Static

The other brother... Performing is in the blood. That would explain why Baytown's Philip Rodriguez started playing piano and violin at a young age, and why his aunt has such a long, deep history in the music industry in Mexico. There's also Philip's older brother, David, the most well-known Rodriguez, a friend of Eric Taylor and the late Townes Van Zandt who's been modestly and poignantly plying his trade as a Texas singer/songwriter since the 1970s.

Philip, on the other hand, was what you'd call a reluctant latecomer to the family muse. Reared on a diet of James Taylor, Joni Mitchell, Bob Dylan and Leonard Cohen, the younger Rodriguez fiddled about with words and guitar in his sibling's shadow for many years, emerging every now and again to test the artistic waters before retreating back into the inconspicuous life of a refinery worker. A native of southeast Houston, Rodriguez recalls one such coming-out in painful detail.

"David had me come in and do a set at Corky's [a now-defunct Houston club]," he remembers. "Back then, I smoked a lot of pot, and I completely screwed up, because pot makes you forget your words. I had this horrible set and got bummed out about it."

Apparently, it's taken him a while to recover. But now, a few decades later, Rodriguez is finally ready to take another stab at playing music seriously -- and it's about time, seeing as he's 42. The release last week of Rodriguez's debut CD, River Through the Sun, has added weight to those convictions. A spare, intimate portrait of a middle-aged man coming to terms with all that's good, bad and indifferent about being human -- the crucial mistakes, the emotional wounds, the children and the grandchildren, the sheer boredom of being alone -- River's ten, mostly acoustic tracks are a sometimes extraordinary testament to a pretty ordinary life.
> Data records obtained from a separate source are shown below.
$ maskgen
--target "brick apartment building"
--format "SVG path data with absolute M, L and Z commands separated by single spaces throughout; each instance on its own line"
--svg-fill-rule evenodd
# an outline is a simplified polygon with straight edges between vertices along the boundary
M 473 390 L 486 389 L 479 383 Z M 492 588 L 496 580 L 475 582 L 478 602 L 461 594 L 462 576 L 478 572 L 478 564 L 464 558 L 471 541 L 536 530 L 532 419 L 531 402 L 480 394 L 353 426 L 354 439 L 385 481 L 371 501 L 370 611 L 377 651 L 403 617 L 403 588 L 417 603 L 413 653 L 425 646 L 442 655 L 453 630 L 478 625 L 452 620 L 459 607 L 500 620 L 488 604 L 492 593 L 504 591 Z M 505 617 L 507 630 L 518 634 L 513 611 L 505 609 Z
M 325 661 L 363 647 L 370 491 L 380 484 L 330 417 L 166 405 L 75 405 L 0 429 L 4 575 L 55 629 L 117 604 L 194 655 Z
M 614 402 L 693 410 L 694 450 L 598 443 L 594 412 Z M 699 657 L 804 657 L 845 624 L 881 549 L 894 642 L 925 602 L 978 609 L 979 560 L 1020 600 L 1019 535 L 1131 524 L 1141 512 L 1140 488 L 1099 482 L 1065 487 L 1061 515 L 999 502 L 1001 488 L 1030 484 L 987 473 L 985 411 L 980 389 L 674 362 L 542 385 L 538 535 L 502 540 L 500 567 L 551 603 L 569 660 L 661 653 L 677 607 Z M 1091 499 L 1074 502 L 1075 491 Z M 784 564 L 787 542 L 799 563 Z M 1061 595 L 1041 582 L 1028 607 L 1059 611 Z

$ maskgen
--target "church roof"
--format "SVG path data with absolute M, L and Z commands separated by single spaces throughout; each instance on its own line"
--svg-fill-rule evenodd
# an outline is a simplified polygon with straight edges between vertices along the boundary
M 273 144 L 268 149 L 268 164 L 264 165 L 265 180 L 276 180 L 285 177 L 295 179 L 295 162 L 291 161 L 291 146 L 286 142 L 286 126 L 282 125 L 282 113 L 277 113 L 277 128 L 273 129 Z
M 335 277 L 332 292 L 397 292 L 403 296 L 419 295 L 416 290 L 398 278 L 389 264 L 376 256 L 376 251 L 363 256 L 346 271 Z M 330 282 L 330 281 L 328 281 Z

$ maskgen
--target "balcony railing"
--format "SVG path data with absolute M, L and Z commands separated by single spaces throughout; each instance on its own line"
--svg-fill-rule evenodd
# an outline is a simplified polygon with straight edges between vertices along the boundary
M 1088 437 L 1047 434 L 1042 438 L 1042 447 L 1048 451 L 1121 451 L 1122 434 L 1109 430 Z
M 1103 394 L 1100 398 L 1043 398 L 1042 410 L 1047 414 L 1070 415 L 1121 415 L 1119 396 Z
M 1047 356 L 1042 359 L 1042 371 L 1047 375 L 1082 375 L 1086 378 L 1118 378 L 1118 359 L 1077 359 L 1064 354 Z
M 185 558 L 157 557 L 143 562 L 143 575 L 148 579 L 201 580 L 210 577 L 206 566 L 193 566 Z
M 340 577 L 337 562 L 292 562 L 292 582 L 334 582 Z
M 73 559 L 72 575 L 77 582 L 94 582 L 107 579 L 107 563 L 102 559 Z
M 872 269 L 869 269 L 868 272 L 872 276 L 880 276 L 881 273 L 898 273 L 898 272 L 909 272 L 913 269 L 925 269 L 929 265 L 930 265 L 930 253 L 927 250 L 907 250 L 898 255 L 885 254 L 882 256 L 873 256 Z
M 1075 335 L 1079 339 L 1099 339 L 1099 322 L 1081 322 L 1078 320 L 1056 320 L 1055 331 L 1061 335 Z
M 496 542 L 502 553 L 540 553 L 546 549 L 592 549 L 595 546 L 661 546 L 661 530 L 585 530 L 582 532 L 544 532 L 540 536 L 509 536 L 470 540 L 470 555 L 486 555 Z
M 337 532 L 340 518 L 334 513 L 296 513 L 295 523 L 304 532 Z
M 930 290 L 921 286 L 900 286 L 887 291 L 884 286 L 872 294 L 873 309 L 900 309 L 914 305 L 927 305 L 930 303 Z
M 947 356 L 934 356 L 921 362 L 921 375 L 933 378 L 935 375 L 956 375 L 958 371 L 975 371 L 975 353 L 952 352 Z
"Refinery lights they line the skies / On steel and concrete towers," Rodriguez sings in his hushed tenor on "Refinery Lights," while snare-frame taps and the ubiquitous Max Dyer's fractured cello act as a beacon in the petrol-sodden haze. "Somewhere between these process lines / I feel life growing sour."

Although some of the tunes on River reflect an often discomfiting ennui bordering on desperation, the overall message is one of hope. Thanks to songs such as "Loriana Coale" (about his adopted daughter) and the title track, it quickly becomes apparent that Rodriguez is most inspired by the second chances that inevitably come with life's regenerative cycle. "In conversation you and me / Talked about the things to be / While I held your swing," Rodriguez reflects in "Loriana Coale," his tender acoustic guitar dangling the notes of a cleansing paean to his now 23-year-old daughter.

All in all, River Through the Sun is an incredibly personal statement, even if its creator may not have realized it at first.

"That's not necessarily what I intended, but that's how it ended up," says Rodriguez, who produced the CD himself over a period of a year and a half at Heights Sound Studio in Houston. "Most of the songs were written between '94 and '95. That was a year and a half after I'd gotten divorced, so a lot of [the songs] had to do with processing that stuff."

This was also about the time that Rodriguez was laid off from his job as an instrument/electrical designer at a Houston plant, after which he opted to take a year off, readjust his perspective and focus on his art. "In '94, I was sitting in Mexico one day, and my New Year's resolution was that I was going to take the year and try to really do something with it -- as far as writing music and working in that direction." Rodriguez says. "Just see what happens."

Eventually, though, the money from his 401K ran out, and Rodriguez's family obligations (he has a teenage daughter living at home) brought him to Baytown, where he has since found another steady job outside of music.

"Baytown is a necessity for me right now," says Rodriguez, still a single father, whose third child, Noah, lives with his mother.

Residing in Baytown, of course, makes it difficult for Rodriguez to actively pursue performing as a full-time gig. Still, if all else fails, River Through the Sun remains a permanent and compelling reminder of the options that, four years ago, he never thought he had.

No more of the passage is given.